Daemon Startup Responsiveness Research

Question

How should Signet keep HTTP health and control routes responsive during daemon startup and large-database recovery work?

Trigger

Issue #331 reported that upgrading from v0.76.3 to v0.76.6 on a large workspace database caused the daemon to bind port 3850 but remain functionally unresponsive. /health timed out and signet status hung.

Current startup shape

packages/daemon/src/daemon.ts performs database initialization, configuration loading, worker startup, and other background boot work before and around HTTP server readiness.
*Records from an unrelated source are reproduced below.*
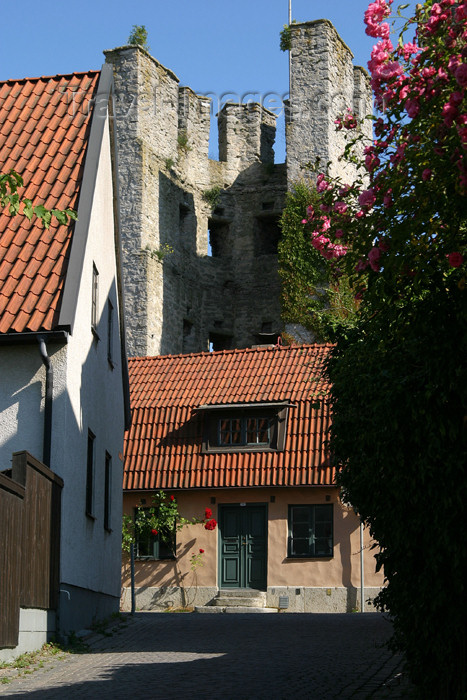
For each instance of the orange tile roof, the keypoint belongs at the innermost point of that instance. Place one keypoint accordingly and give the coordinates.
(44, 130)
(163, 448)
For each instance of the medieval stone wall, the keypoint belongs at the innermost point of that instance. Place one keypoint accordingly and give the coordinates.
(200, 236)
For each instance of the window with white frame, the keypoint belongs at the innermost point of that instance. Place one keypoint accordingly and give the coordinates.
(310, 531)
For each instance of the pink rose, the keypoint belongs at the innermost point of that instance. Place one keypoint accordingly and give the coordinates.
(455, 259)
(367, 199)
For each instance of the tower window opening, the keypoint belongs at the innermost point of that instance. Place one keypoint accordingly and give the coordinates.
(218, 239)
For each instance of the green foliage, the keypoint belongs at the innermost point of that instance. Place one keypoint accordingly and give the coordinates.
(182, 141)
(312, 295)
(399, 377)
(9, 197)
(286, 37)
(139, 37)
(212, 196)
(161, 252)
(399, 428)
(162, 516)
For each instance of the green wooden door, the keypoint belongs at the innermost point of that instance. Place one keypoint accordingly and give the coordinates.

The failure mode is not necessarily a crash. A synchronous SQLite scan or recovery loop running on the main thread can monopolize the event loop long enough that health probes appear dead even though the process is alive.

High-risk patterns

Synchronous startup recovery over large tables.
Background loops whose first pass runs immediately after startup and uses query shapes that defeat indexes.
Duplicate implementations of “is this memory already covered by an embedding?” logic drifting into expensive or inconsistent SQL.

Recommended guardrails

Recovery passes that touch large queues must be batched and yield between batches.
Health responsiveness is a contract: heavy recovery must not monopolize the event loop before operators can reach /health and repair routes.
Duplicate-hash embedding coverage logic should live in one shared helper and use index-friendly EXISTS checks instead of broad LEFT JOIN ... OR ... scans.
Add regression tests that prove startup recovery is deferred off the synchronous constructor path and that duplicate-hash coverage does not reintroduce pathological scans or infinite re-embed loops.

Practical implication

This is not only a performance issue. Startup responsiveness is an operational reliability requirement because every higher-level control surface depends on a healthy daemon answering requests promptly.